La Suprema Corte, nell’annullare la sentenza impugnata per intervenuta prescrizione, ha comunque ritenuto di esaminare, in virtù della presenza della parte civile, il motivo del ricorso, considerandolo nel complesso infondato.

Il ricorso, infatti, non contestava, innanzi tutto, che il veicolo condotto dall’imputato procedesse alla velocità di 66km/h e quello del veicolo antagonista intorno a 50 km/h, riportando il dato – stimato dal consulente tecnico – che la velocità sarebbe stata di 50,05 km/h, e ricordava che lo stesso consulente aveva concluso nel senso che le conseguenze, in termini di lesioni, sarebbero state le stesse anche senza il lieve scostamento della prescritta velocità di 50 km/h (tale essendo, secondo l’incontestato accertamento della sentenza di merito, il limite di velocità consentito nel tratto di strada del quale si tratta).
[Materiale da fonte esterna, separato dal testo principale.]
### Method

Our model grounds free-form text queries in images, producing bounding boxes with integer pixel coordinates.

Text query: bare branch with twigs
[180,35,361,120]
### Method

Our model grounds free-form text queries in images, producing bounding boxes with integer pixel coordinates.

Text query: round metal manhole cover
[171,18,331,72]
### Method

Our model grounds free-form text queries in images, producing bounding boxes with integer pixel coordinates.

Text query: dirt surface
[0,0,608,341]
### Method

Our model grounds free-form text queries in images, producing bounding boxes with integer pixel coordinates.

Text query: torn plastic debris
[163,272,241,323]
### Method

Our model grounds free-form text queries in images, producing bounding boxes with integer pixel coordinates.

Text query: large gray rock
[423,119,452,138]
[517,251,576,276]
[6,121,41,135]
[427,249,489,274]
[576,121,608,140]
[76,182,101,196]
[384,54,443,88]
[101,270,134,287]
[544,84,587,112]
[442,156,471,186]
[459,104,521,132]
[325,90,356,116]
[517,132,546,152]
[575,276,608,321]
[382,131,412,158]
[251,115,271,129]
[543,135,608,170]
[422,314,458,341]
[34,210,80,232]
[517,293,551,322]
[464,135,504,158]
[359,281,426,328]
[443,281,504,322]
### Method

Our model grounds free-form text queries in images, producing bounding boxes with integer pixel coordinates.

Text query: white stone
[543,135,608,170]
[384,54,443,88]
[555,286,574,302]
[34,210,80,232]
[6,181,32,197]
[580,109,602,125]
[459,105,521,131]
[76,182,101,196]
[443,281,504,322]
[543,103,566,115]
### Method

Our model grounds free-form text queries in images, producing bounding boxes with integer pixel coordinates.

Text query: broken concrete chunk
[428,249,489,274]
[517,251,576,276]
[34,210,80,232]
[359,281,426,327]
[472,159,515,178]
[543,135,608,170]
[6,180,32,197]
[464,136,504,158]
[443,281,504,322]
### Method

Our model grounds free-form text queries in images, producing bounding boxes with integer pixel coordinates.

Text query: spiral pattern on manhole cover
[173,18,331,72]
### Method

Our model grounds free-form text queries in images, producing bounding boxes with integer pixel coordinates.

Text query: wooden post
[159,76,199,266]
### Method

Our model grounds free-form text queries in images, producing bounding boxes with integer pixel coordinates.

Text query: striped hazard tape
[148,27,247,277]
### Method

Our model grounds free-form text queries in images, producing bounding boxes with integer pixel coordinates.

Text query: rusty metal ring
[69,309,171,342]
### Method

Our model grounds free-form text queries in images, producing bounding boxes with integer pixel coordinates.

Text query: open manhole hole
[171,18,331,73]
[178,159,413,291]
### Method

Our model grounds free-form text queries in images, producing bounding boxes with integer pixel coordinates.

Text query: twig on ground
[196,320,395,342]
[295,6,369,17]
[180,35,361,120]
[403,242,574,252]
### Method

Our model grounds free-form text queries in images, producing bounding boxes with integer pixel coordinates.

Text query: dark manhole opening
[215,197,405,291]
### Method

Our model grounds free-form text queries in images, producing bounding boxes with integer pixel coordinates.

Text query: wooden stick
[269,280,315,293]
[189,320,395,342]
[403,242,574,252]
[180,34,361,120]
In tale contesto, del tutto razionalmente la Corte territoriale aveva valorizzato, con accertamento di merito insuscettibile di sindacato in sede di legittimità, i valori accertati presso il Pronto Soccorso, quanto alla assunzione, da parte dell’imputato, di stupefacenti e alcolici, concludendo – a differenza di quanto affermava il ricorrente stesso – per la loro incidenza sulle piene capacità psicosensoriali ossia sulla alterazione provocata da siffatta assunzione.
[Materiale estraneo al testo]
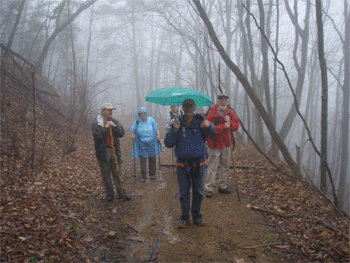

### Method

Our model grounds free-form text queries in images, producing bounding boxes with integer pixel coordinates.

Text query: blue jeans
[177,165,206,221]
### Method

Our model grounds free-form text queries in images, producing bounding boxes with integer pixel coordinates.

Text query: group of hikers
[92,93,239,228]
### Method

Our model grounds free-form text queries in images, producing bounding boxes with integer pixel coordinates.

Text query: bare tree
[7,0,26,49]
[193,0,299,174]
[338,0,350,210]
[315,0,328,193]
[36,0,97,74]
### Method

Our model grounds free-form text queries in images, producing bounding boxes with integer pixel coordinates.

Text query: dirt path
[106,118,281,262]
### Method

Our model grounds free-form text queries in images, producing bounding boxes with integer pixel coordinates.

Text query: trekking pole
[132,140,136,183]
[108,126,125,201]
[227,128,241,201]
[157,140,162,181]
[171,147,175,176]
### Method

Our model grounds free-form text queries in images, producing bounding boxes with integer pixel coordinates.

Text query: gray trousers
[98,148,122,199]
[140,156,157,179]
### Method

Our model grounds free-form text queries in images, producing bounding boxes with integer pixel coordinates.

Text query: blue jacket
[164,114,215,163]
[131,107,162,158]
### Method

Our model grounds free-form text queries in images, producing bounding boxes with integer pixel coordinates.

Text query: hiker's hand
[201,120,211,129]
[106,121,116,129]
[173,121,180,132]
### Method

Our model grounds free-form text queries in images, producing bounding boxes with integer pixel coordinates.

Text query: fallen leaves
[237,143,350,262]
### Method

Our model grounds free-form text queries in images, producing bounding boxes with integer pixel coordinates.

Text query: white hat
[101,103,115,110]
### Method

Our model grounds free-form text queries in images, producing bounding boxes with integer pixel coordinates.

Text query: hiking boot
[124,194,131,201]
[106,196,114,202]
[205,191,213,198]
[193,218,205,226]
[219,188,231,194]
[178,220,190,228]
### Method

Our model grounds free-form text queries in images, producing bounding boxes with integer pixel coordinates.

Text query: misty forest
[0,0,350,262]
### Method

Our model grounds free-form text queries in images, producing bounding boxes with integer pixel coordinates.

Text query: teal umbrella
[146,87,214,106]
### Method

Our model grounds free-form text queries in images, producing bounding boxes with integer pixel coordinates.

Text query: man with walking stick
[92,103,130,201]
[205,93,239,197]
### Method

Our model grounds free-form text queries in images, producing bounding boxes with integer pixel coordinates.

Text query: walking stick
[171,147,175,176]
[157,140,162,181]
[227,131,241,201]
[108,126,125,201]
[132,140,136,183]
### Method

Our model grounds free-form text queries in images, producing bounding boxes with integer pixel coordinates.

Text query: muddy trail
[86,120,288,262]
[0,115,350,263]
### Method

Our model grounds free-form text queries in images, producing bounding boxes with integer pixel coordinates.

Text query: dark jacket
[164,114,215,163]
[92,114,125,161]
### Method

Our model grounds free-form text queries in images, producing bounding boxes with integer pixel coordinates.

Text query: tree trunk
[279,0,311,143]
[338,0,350,208]
[7,0,26,49]
[258,1,273,119]
[36,0,97,75]
[193,0,299,174]
[315,0,328,194]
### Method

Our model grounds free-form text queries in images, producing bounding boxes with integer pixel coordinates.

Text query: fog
[0,0,350,211]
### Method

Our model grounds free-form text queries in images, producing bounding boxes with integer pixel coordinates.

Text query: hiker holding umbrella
[92,103,130,201]
[164,99,215,228]
[131,107,162,182]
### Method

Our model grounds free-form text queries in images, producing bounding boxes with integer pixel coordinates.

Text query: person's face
[218,98,228,109]
[102,109,113,120]
[171,106,179,113]
[182,104,196,116]
[139,112,147,121]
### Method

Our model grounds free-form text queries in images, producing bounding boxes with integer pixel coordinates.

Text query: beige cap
[101,103,115,110]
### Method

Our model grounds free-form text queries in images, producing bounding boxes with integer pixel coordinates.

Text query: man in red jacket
[205,93,239,197]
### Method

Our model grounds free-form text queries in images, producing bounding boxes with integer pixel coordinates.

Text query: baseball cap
[101,103,115,110]
[218,93,228,99]
[182,99,196,106]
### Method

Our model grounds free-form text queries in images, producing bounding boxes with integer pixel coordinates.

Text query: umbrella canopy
[146,87,214,106]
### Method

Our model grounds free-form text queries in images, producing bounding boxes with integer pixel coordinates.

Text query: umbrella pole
[132,141,136,183]
[108,127,125,201]
[157,140,162,181]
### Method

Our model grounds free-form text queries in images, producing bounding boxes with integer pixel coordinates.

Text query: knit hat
[101,103,115,110]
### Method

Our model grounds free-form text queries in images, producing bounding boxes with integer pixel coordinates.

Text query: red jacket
[207,103,239,149]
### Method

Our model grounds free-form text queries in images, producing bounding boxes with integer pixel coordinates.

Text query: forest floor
[0,116,349,263]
Così come, non si registrava alcuna logicità nell’avere inserito, nel quadro valutativo, il dato che l’imputato non fosse stato in grado di dire nulla sulla dinamica del sinistro. “Il difetto di memoria, come spiegazione difensiva – hanno sottolineato dal Palazzaccio -, è affermazione di assoluta genericità. Sul punto, pertanto, non si registra affatto una alterazione del procedimento di valutazione della attendibilità della deposizione della persona offesa, che si sia costituita parte civile (anche volendo considerare l’interesse, prospettato dal ricorrente, del Sereni a sottrarsi alle conseguenze penalistiche della sua eventuale guida colposa). Al riguardo, deve ribadirsi che le regole dettate dall’art. 192, comma 3, cod. proc. pen. non si applicano alle dichiarazioni della persona offesa, le quali possono essere legittimamente poste da sole a fondamento dell’affermazione di penale responsabilità dell’imputato, previa verifica, corredata da idonea motivazione, della credibilità soggettiva del dichiarante e dell’attendibilità intrinseca del suo racconto, che peraltro deve in tal caso essere più penetrante e rigorosa rispetto a quella cui vengono sottoposte le dichiarazioni di qualsiasi testimone. In ogni caso, la verifica attraverso indici esterni delle dichiarazioni della persona offesa non si deve tradurre nell’individuazione di prove dotate di autonoma efficacia dimostrativa, dal momento che ciò comporterebbe la vanificazione della rilevanza probatoria delle prime”.

È in tale contesto che i giudici di merito, pur considerando le specificità della posizione dell’imputato, avevano logicamente valorizzato le alterate condizioni di guida dello stesso, il fatto che quest’ultimo non fosse stato in grado di dire nulla della dinamica del sinistro e, infine, la velocità non consentita con il quale aveva condotto il proprio veicolo. L’individuazione dell’esatto momento in cui il ricorrente aveva reso le proprie dichiarazioni – infine – non aveva significativo rilievo.